Pek sayılmaz. Evet, Trump’ından Mitch McConnell’ına partinin tüm demirbaşları kayıtsız şartsız destek açıklıyor, Biden’a caydırıcı olmadığı için eleştiride bulunuyorlardı. Ama bir sorun vardı. Kitlede aykırı sesler çıkmaya başlamıştı. Sonuç olarak 1 buçuk yıldır Ukrayna üzerinden kendilerine anlatılan politikaların tam tersi yapılıyordu. Bazıları sordu; “neden İsrail’e para harcıyoruz? Kendi altyapımız bu kadar zayıfken, sınır güvenliğimiz delik deşik olmuşken, gençlerimiz uyuşturucu bağımlılığından sokaklarda sürünürken neden başka ülkelerin sorunlarına odaklanıyoruz ki?”
Bu rahatsızlığı medyada birileri yakalamayı başardı; Tucker Carlson ve Candace Owens. Tucker Carlson’ın ABD’de bir efsane olduğunu söylesek yanlış olmaz. Fox News’da yıllardır yaptığı anchormanlikten ayrılan gazeteci Carlson, yıllar içinde ABD’li liberalin nefret objesine, muhafazakârın ise idolüne dönüştü.

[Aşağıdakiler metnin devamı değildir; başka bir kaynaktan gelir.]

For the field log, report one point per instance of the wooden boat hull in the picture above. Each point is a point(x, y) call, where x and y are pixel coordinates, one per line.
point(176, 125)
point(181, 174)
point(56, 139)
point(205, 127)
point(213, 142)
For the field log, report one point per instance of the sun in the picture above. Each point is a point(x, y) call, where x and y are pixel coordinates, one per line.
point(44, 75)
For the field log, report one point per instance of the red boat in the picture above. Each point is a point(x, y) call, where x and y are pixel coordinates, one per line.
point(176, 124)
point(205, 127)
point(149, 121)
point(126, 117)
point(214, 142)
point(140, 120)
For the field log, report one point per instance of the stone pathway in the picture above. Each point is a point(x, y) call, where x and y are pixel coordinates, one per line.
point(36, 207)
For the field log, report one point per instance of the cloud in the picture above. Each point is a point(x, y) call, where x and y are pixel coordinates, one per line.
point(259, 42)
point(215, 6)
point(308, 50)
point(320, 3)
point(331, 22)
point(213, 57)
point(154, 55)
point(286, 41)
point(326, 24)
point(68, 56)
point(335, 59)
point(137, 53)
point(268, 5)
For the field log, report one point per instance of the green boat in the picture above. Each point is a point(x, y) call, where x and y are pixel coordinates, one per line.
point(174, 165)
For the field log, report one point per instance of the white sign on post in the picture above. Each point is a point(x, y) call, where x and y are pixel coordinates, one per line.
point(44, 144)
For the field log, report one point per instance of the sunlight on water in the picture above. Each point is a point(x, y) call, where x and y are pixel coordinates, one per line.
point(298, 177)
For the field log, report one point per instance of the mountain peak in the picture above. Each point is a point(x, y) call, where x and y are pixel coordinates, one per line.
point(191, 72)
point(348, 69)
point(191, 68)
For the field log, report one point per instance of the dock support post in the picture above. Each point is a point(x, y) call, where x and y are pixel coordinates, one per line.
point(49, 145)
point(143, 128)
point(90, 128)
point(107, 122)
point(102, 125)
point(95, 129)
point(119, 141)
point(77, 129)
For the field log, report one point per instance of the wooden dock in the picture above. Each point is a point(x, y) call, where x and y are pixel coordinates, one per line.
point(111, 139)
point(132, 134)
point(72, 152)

Carlson, Trump tipi (ancak Trump’ı sevmeyen) bir muhafazakârdı. ABD’nin çoğu dış politika hamlesini hatalı buluyor, ABD müesses nizamıyla doğrudan kavga ediyordu. FBI’ın Carlson’u takip ettirdiği bile ortaya çıkmıştı.
Carlson, Fox’ta çalıştığı dönemde sadece müesses nizamı eleştirmekle kalmadı, daha ağır konuşan sol merkezli figürleri de ekrana çıkarmaya başladı. Bu size pek şaşırtıcı gelmeyebilir ancak Fox’un muhafazakârların en çok izlediği kanal olduğu düşünüldüğünde sol figürleri orada görmek devrim niteliğinde bir olaydı.
Tucker Carlson ve temsil ettiği fikirler sol-sağ fark etmeksizin müesses nizam nefretinde birleşmişti. Carlson, Fox’tan ayrıldıktan sonra Elon Musk’ın X’inde program yapmaya başladı. Musk’ın da reklamını yaptığı şov izlenme rekorları kırdı. İşte bu Carlson, ufak ufak İsrail desteğine dokundurmaya başladı. “İsraillileri çok severim çünkü kendilerini düşünürler. Biz neden kendimizi düşünmüyoruz?” diyerek ilk kurşunu sıktı. Carlson, ABD’nin onca sorunu arasında başka ülkeleri korumak gibi bir misyonunun olmadığını söylüyordu.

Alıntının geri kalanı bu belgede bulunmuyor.